We need to specify, for instance, a document (with this version) had this word, at this time. This word is linked to other documents with their versions. These documents can have notes tagged to them; these notes also have words, which also can be searched against (but have, let's say, a different label - the "notes" label, as opposed to the "content" label).
Similarly, companies often want to track build history from check in to final artifact. Documents have versions and other metadata, which are then linked to compilation logs, then to artifacts, then to the deployment environment. Each is linked to each other, but has different labels.
Similarly, one might want to track a political group over time, with connections to other political groups - along with any comments on the connections and their durations.
Generally, let's say that we have atoms, with relations to other atoms. Both atoms and relations can have 0 or more labels.
Let us thus say, for the sake of abstraction, we have a graph composed of V x E, with both V and E having labels L. We would like to query the graph based on
An initial implementation will be done in-memory as a prototype, with a suitable API laid in on top.

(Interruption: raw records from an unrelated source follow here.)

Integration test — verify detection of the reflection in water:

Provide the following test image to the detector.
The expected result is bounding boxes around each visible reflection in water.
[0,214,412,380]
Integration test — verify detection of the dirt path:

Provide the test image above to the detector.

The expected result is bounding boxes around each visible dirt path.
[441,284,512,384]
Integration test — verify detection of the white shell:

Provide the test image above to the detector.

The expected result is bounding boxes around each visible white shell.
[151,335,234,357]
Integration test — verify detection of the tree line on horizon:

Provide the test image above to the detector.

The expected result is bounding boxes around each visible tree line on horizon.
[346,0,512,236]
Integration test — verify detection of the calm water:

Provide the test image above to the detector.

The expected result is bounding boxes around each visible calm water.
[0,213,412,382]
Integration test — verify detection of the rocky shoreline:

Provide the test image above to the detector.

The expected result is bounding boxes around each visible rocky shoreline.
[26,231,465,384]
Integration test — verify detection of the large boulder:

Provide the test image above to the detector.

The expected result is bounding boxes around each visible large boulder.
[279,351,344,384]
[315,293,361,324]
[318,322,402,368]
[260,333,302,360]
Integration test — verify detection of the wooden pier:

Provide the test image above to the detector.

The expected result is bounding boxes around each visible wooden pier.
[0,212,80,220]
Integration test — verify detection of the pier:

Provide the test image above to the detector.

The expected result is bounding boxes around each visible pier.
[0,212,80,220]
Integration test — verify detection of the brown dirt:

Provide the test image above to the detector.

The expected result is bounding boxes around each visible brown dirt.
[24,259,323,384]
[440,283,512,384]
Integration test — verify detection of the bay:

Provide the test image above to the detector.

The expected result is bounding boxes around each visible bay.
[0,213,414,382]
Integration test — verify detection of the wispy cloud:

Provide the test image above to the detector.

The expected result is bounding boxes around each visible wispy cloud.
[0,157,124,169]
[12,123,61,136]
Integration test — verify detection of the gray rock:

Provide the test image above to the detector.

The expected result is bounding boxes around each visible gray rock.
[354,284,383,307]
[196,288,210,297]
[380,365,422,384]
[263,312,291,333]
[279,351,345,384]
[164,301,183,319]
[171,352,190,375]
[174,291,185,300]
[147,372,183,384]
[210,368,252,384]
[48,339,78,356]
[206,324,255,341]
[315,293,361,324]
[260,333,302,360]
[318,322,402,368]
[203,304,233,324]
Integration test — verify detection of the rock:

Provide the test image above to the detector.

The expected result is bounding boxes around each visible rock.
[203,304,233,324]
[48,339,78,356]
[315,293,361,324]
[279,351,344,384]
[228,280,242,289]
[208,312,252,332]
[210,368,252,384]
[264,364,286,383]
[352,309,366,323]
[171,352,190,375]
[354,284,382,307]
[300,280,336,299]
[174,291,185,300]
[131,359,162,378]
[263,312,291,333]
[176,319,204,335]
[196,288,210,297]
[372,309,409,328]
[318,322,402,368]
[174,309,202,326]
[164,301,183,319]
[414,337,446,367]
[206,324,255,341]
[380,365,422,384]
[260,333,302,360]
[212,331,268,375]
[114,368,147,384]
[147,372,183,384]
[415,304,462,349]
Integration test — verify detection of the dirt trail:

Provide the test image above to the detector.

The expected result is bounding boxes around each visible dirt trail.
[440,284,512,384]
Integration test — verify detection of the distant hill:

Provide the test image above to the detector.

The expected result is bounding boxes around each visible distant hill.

This model will doubtlessly require adjustment; it is entirely plausible that vertices will require an arbitrary deep metadata store that relations will not. The initial in-memory implementation will allow fluid alterations without the tedium of database changes, but as I have chosen to write it in Scala, the types will be consistent, with good opportunity for refactoring down the road.
To be clear, this is intentionally a not a text search system, e.g. an inverted index, nor is it a log search system ala ElasticSearch. A relational model best describes each instance of the problem, but the problem is uncomfortably general. It is closest to a graph database model; earlier work that I've done in non-abstract instances of this problem indicate that a graph database is a good specialized backend.